Presidential Elections

  1. Presidential candidates secure a party’s nomination by running in state party primaries and caucuses.
  2. Nominations of presidential candidates were first made in caucuses of a party’s members of Congress. This system was replaced in the 1830s by nominating conventions, which were designed to be a more democratic, deliberative method of nominating candidates.
  3. Contemporary conventions merely ratify a party’s presidential and vice-presidential nominations, although conventions still draft the party platform and adopt rules governing the party and its future conventions.
  4. In capital-intensive campaigns, the main technique is to use the broadcast media to present the electorate with themes and issues that will induce them to support one candidate over another.
  5. In recent years, the role of the parties during the general campaign has been transformed by the introduction of high-tech campaign techniques, including polls, use of broadcast media, phone banks, direct mail, professional public relations, and the Internet.

How Voters Decide

  1. Three factors influence voters’ decisions at the polls: partisan loyalty, issues, and candidate characteristics.
  2. The impact of issues and policy preferences on electoral choice is diminished if competing candidates do not differ substantially or do not focus their campaigns on policy matters.
  3. Partisan loyalty predisposes voters in favor of their party’s candidates and against those of the opposing party.
  4. Candidates’ attributes and personality characteristics always influence voters’ decisions.
  5. The salience of these three bases of electoral choice varies from contest to contest and from voter to voter.
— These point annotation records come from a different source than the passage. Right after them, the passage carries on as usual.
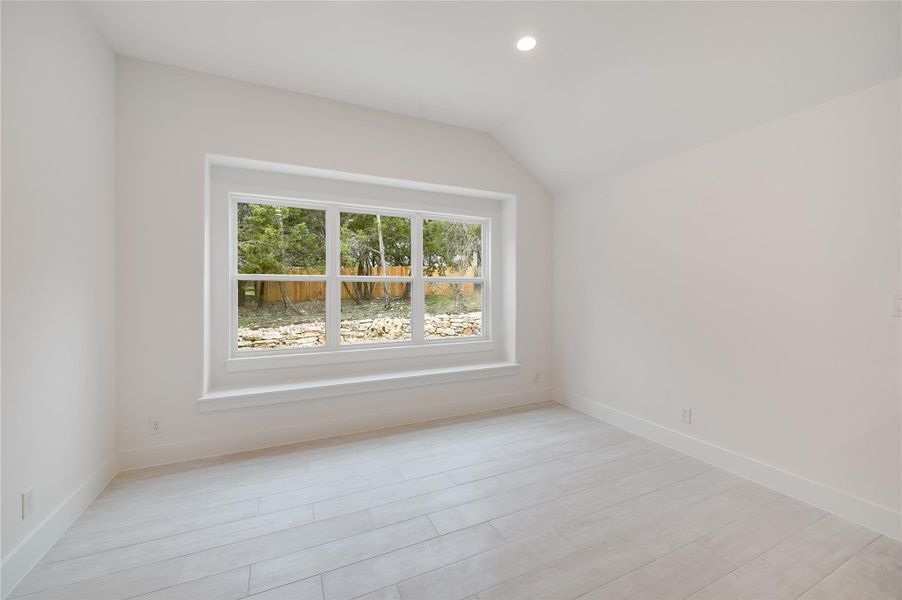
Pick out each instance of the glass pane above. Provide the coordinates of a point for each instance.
(453, 310)
(281, 315)
(374, 245)
(374, 312)
(281, 239)
(452, 249)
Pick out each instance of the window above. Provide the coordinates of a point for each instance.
(314, 276)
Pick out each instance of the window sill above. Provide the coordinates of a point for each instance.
(271, 360)
(324, 388)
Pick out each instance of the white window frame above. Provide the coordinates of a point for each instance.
(333, 350)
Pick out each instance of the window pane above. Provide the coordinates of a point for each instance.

The 2008 and 2010 Elections

  1. In 2008, for the first time in the nation’s history, Americans elected an African American to the White House. The 2008 presidential election was also notable because of the prominence of a female candidate (Sen. Hillary Rodham Clinton).
  2. The 2008 campaigns also brought about a significant shift in the electoral map, as states like Virginia and North Carolina that hadn’t supported a Democratic candidate in decades went from “red” to “blue.”
  3. [Placeholder for the 2012 elections]

Money and Politics

  1. Campaign funds in the United States are provided by small, direct-mail contributions, large gifts, PACs, political parties, 527s, candidates’ personal resources, and public funding.
  2. Campaign finance is regulated by the Federal Elections Campaign Act of 1971. Following the 1996 and 2000 elections, the role of soft money was scrutinized. The Bipartisan Campaign Reform Act, a bipartisan attempt to restrict soft money contributions and issue advocacy, became law in 2002.
  3. The role played by private money in American politics affects the relative power of social groups. As a result, less affluent groups have considerably less power in the political system.

Thinking Critically about the Electoral Process

  1. Most Americans are wary of the high cost of campaigns and the apparently sinister role of campaign contributions in the political process. Although reform of spending practices may appear to advance the goal of political equality, it might do so at the expense of liberty.